Darüber hinaus wird durch diesen Ansatz progressiv linkes Engagement diskreditiert und grundsätzlich als gewalttätig und damit illegitim dargestellt.

Die Comics sind nur ein Zeichen dafür, dass diese Doktrin sich bundesweit auszubreiten versucht und auch durch „Bildungsarbeit“ des Verfassungsschutzes an Schulen gelangen soll. Dieser gefährlichen Entwicklung soll mit den Mandi-Comics auf kreative Weise etwas entgegensetzt werden.

Die „Mandi-Comics“ sollen die Problematik dieses Ansatzes aufzeigen und dazu beitragen, dass der Verfassungsschutz nicht die Deutungshoheit über die Legitimität politischen Engagements erhält. Das Heft besteht aus einem selbst gezeichneten Comic im gleichen Stil wie die Andi-Comics und aus einem ausführlichen inhaltlichen Teil. Aus aktuellem Anlass der Fußball-Weltmeisterschaft im Juni 2010 soll sich unser Comic thematisch außerdem kritisch mit Nationalismus und Partypatriotismus auseinandersetzen. Gerade am Beispiel der „Deutschlandfeierei“ lassen sich rassistische und national-chauvinistische Einstellungen in der Mehrheitsbevölkerung deutlich aufzeigen. Im Comic wird darstellt, wie fließend der Übergang von Anfeuerung einer Fußballmannschaft hin zu rassistischen und sexistischen Einstellungen und sogar Übergriffen sein kann.
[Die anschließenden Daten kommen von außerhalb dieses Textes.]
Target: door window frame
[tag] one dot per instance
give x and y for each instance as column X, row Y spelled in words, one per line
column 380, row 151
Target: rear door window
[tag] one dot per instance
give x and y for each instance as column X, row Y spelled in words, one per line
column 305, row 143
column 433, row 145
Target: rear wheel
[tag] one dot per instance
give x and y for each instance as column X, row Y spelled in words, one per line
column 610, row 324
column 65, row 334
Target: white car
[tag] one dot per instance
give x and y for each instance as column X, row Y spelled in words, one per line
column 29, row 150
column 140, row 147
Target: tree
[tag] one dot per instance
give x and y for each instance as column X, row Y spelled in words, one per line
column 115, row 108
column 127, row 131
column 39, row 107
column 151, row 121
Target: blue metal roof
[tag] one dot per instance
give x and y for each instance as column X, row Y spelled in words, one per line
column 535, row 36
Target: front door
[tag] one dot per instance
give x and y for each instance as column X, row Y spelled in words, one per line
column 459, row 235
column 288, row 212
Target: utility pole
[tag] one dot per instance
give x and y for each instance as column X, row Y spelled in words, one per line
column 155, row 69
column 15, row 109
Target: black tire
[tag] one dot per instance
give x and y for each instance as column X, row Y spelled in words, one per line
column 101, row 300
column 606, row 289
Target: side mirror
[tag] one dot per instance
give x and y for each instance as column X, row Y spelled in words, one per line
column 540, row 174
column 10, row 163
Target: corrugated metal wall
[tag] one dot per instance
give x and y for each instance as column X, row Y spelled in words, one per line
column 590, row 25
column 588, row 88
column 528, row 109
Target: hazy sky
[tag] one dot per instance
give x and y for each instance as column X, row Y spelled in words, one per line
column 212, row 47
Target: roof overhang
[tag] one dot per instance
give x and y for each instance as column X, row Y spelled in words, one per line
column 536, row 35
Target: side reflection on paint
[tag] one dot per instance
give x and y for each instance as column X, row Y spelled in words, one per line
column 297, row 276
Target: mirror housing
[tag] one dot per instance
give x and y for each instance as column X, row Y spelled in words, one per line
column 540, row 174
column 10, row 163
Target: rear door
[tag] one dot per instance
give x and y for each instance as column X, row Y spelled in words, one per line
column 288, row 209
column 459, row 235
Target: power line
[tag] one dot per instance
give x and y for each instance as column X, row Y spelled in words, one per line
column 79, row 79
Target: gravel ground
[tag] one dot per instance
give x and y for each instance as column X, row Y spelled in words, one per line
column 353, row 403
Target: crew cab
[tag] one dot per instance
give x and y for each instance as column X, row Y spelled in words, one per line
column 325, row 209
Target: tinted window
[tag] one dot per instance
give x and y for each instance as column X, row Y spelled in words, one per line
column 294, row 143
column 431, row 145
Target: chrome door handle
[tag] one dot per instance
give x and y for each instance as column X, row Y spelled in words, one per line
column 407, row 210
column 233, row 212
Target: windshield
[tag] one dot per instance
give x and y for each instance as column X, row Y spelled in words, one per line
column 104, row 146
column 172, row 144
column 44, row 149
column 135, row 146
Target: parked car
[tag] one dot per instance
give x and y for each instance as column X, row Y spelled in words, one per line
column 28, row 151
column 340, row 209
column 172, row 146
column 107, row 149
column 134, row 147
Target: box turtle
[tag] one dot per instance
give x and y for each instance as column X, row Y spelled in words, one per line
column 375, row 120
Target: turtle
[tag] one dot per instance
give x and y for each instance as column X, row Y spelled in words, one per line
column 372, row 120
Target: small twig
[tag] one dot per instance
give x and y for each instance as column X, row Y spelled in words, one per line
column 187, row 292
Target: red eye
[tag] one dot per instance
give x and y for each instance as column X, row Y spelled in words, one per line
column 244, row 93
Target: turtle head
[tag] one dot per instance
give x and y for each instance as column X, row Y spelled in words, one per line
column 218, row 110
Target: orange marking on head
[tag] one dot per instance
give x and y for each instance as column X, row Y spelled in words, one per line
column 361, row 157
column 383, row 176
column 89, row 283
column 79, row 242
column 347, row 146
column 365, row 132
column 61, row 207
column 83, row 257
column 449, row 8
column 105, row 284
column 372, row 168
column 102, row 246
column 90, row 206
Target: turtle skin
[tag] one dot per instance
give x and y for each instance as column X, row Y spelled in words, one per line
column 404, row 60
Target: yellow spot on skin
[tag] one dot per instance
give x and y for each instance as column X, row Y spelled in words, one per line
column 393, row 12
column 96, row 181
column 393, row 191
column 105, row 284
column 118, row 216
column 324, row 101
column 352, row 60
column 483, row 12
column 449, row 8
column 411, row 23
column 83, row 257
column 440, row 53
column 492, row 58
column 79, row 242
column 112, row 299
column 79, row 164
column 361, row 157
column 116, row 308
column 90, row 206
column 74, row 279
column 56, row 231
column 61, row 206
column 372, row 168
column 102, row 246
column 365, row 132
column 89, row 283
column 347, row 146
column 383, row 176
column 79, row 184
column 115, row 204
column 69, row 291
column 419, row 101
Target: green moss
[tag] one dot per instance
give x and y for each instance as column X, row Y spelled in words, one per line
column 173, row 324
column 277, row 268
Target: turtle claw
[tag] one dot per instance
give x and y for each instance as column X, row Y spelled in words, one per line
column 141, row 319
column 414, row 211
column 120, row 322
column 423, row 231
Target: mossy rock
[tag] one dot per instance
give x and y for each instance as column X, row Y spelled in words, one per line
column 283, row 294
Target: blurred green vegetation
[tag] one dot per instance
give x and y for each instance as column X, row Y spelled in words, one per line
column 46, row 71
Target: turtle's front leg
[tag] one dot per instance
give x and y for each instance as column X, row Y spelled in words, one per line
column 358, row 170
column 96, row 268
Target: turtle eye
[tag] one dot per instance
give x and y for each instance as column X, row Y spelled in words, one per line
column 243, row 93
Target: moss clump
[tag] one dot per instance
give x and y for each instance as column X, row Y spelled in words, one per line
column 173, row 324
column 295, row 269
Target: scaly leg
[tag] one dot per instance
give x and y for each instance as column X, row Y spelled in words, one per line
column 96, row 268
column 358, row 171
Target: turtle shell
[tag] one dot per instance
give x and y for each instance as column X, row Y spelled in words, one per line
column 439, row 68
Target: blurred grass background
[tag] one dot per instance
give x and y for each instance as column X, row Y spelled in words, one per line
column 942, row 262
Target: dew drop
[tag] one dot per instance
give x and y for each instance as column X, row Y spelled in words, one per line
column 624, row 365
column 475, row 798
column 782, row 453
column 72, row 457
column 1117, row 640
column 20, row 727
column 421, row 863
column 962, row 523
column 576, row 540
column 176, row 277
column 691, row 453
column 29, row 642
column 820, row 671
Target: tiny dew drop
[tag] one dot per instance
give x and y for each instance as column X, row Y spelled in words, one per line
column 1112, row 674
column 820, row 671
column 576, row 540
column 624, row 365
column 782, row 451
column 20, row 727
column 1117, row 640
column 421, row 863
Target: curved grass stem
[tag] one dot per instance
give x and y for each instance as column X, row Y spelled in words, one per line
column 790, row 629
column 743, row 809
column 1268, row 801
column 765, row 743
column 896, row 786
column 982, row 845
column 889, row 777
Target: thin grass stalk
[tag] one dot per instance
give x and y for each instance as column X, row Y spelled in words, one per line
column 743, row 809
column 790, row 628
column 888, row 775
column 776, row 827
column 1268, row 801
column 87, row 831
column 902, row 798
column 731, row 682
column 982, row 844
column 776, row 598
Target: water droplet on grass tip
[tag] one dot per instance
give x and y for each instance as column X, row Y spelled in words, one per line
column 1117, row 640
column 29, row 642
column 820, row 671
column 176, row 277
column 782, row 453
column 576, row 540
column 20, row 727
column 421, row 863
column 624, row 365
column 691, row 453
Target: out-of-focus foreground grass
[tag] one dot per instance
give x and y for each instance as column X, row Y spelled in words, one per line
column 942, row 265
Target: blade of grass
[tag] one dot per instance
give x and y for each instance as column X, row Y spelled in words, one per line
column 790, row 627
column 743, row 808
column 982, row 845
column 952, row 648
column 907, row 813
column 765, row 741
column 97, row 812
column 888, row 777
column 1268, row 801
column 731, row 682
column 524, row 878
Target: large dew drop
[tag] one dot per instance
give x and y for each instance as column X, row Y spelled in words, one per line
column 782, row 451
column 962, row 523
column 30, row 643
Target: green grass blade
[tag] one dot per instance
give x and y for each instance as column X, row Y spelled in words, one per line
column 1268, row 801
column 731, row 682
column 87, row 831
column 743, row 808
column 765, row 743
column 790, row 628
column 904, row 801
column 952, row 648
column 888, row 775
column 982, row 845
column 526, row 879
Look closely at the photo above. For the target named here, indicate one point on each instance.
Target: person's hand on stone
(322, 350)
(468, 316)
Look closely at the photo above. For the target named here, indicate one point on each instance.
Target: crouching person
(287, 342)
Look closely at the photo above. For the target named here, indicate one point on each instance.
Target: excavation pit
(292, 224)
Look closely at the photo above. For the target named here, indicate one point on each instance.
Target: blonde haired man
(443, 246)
Auch unabhängig von der Fußball-Weltmeisterschaft wurde eine Kritik an Nationalismus und völkischem Denken herausgearbeitet. Hauptziel ist die verbreitete Unterscheidung von „bösem“ Nationalismus und „gutem“ Patriotismus zu widerlegen und beides als höchst problematisch und alles andere als demokratisch zu entlarven.
Zunächst wird auf die Begriffe Nationalismus und Patriotismus eingegangen. Vor allem geht es darum, dass der Party-Patriotismus vielleicht doch nicht so unpolitisch und weit entfernt von Nationalismus ist, wie er allzu oft dargestellt wird. Im zweiten Teil wird aufgezeigt, was das alles eigentlich mit Fußball zu tun hat. Warum gerade hier häufig Fahnen und Gesänge mit Bezug zur deutschen Nation auftauchen und diese als besonders unpolitisch verkauft werden. Etwas spezieller geht es im dritten Teil dann um die Frage der Verbindung und Interaktion von Nation, Fußball und Geschlecht. Und natürlich dürfen am Ende auch ein paar konkrete praktische Tipps für den Umgang mit Nation und Nationalismus nicht fehlen.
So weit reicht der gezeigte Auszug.